You can experience many of these situations in games.
You often feel like you were set for defeat when fighting against an AI that has a clear advantage over you. (Whether it’s because the AI is too intelligent or given an unfair amount of resources due to lack of intelligence.)
Same goes for when you’re playing against another player.
I’ve played a good share of Hearthstone, and I can say that’s a prime example of a game where you sometimes feel miserably unfortunate.
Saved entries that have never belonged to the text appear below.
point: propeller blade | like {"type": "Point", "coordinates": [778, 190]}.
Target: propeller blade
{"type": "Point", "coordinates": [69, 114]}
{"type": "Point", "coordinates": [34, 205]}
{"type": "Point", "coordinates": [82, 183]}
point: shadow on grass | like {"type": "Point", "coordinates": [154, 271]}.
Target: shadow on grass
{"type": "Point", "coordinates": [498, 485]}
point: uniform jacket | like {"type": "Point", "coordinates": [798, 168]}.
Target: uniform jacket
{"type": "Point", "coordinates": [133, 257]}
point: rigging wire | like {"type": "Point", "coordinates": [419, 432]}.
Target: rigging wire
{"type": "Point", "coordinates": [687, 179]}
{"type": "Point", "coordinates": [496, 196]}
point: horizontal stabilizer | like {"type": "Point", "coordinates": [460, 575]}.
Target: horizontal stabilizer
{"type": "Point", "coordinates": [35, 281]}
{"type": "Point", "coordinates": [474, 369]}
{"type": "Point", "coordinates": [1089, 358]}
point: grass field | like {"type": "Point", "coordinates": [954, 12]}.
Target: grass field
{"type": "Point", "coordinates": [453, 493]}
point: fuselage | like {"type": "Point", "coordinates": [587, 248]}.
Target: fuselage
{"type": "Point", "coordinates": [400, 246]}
Same with other card games, but Hearthstone specifically aims to have luck as one of its core gameplay mechanics:
- Were you pitted against an opponent whose deck is especially strong against yours?
- Is your opponent’s deck by default much stronger than yours?
- Did you draw optimal cards at the start of the game?
When playing, there have been many situations where I could easily survive (or even outright win the match) if I had just one of 6 specific cards from my deck. But I didn’t.
Being unfortunate is…
…like having been dealt a bad hand in a card game, except that hand was dealt to you at the start of your life.
Maybe you were born with a disease, bad looks or some crazy disorder. Perhaps you belong to a minority (whether by race or sexual preferences or something else). Possibly you were born in a country at war, into a poor family or to abusive parents.
Or maybe you did something later in life that caused your whole house of cards to fall apart.
It’s about the same as playing a card game where your opponent has all the right cards to deal with anything you do at any given time.
Meanwhile, you keep drawing all the wrong cards.
There is nothing you can do to win.
The silver lining of being unfortunate in games vs. real life
Games let you simulate unfortunate situations.
However, the good thing is that your whole life isn’t defined by those situations.
- You can always change the game’s settings to make it more fair.
- You can always quit the game and play something else.
That’s the good part in games, but real life has its upsides, as well.
- Unlike games, life isn’t a 1 vs. 1 match against an opponent where you can only win or lose.
- Real life isn’t confined by rigid set of rules like games are – even if you’re born into unfortunate circumstances (ie. “have an obnoxiously bad hand of cards”), you can still always make something out of it.
- You don’t have to “win” or “be #1” at something to enjoy and raise adequate wages for doing something. (Or if you do, you should probably change your job…)
There is no universal definition for “winning in life“. And even when you look at people who are “winners”, they too have their own troubles and their own ups and downs in life.
We live in a society that likes to pile having money and possessions as measurement for happiness. But the truth is, our happiness and unhappiness are actually mostly dictated by a few selected substances in our body (like stress and dopamine levels).
And the good news about that is that you really don’t need all that good cards to maintain those substances.
… Maybe I’ll talk about some body hacks in a future article, in case you’re interested in knowing how to improve your life.